Yet these fears are being overstated. The blight that closed so many pits is not being visited upon those whose fingers can count notes as efficiently as shipyard workers once knocked in rivets.

True, it will be disruptive for many branch officials to find that they are to be paid off. The ensuing uncertainty will cause considerable private strain on the individuals directly affected and on their families. But those who want a new job should be able to find one. In time they may even be better off than they are now. This is what one clearing bank discovered a few years ago when, short of experienced staff, it tried to tempt former managers back from early retirement. Hardly any were interested; many were doing a nice line in financial consultancy. They told the bank what it could do with its offer.

The truth is that many clerical jobs in the high street banks will continue to disappear because of competitive pressures and technological advance. Telephone banking and cashpoint machines have combined to render many of these posts redundant. At the same time, however, employment in the financial services sector continues to expand. There seems to be almost limitless demand for personal financial advice on mortgages, pensions and saving schemes. And many of those who will lose their jobs have the academic qualifications, technical skills, and experience of dealing with people that is required to make them highly employable. They will not have to "get on their bikes" to leave an industrial wasteland in search of jobs. Many will find a new post just down the road at the local insurance company.

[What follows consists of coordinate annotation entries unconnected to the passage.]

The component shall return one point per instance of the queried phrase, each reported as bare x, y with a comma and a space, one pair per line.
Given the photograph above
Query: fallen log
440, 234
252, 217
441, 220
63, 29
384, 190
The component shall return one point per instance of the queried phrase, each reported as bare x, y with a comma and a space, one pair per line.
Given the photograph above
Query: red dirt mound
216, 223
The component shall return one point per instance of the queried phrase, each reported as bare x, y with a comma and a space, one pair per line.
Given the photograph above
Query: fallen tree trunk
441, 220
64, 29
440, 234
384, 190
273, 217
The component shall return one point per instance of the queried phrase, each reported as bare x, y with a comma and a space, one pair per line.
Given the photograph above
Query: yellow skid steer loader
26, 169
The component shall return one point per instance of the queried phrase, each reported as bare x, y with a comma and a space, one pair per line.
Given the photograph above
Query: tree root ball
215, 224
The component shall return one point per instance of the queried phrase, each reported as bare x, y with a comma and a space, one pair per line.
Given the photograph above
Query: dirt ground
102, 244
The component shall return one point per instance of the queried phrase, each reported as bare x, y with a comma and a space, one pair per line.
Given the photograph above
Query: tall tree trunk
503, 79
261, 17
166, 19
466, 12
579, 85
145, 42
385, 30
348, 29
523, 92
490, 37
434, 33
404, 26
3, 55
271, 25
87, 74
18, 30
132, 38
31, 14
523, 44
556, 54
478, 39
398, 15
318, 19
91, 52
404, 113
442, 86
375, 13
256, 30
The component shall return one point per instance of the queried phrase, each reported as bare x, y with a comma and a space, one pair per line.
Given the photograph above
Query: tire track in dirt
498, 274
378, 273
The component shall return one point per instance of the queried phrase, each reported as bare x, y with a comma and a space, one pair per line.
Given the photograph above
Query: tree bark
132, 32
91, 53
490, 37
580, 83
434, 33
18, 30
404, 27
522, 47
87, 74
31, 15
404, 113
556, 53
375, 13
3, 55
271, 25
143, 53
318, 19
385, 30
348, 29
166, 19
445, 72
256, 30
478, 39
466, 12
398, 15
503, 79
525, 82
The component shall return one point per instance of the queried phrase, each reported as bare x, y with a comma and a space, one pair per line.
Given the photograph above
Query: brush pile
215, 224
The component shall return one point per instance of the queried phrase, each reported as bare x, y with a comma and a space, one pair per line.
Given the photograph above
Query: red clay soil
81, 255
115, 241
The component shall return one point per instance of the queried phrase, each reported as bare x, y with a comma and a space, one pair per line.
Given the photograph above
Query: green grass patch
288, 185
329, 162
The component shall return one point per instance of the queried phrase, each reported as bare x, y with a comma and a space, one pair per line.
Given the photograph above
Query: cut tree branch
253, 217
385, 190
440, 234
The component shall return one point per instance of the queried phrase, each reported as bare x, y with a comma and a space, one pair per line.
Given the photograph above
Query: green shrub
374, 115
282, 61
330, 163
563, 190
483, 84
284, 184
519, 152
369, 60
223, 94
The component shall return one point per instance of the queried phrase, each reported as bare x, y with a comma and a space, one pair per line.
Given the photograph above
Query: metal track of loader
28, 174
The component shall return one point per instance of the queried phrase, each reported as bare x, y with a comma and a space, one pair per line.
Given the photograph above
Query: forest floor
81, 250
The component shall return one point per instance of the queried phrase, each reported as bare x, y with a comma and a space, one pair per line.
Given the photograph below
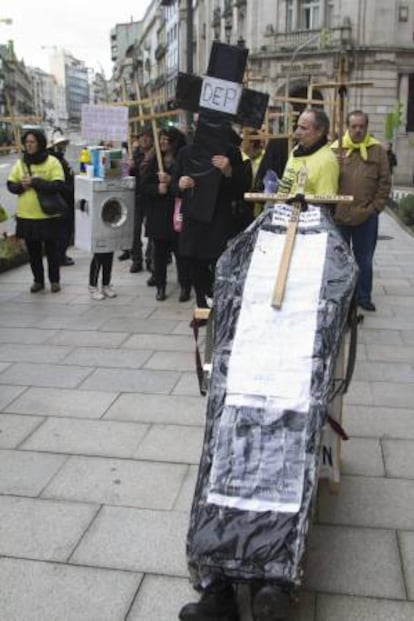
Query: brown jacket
369, 182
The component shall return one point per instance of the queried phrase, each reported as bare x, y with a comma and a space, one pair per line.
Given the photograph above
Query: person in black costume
142, 154
206, 231
157, 192
58, 149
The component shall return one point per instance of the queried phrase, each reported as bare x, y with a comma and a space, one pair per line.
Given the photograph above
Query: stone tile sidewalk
100, 433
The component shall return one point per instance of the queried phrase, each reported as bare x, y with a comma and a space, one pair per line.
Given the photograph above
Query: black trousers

The trade unions may bemoan the technological and cultural revolutions sweeping the finance sector. But they should forget their Luddite tendencies and welcome the adaptability within this industry that will guarantee its long-term health and its capacity to provide jobs.

In short, although these job cuts in banking seem to the harbinger of further doom for worried white-collar workers, they are in fact the model of how structural change should occur. Today, security no longer exists in the form of "jobs for life". It lies in being employable and in the economy providing plenty of well-paid jobs that reflect the economic needs of changing times. We should observe and copy this industry and not bemoan its fate.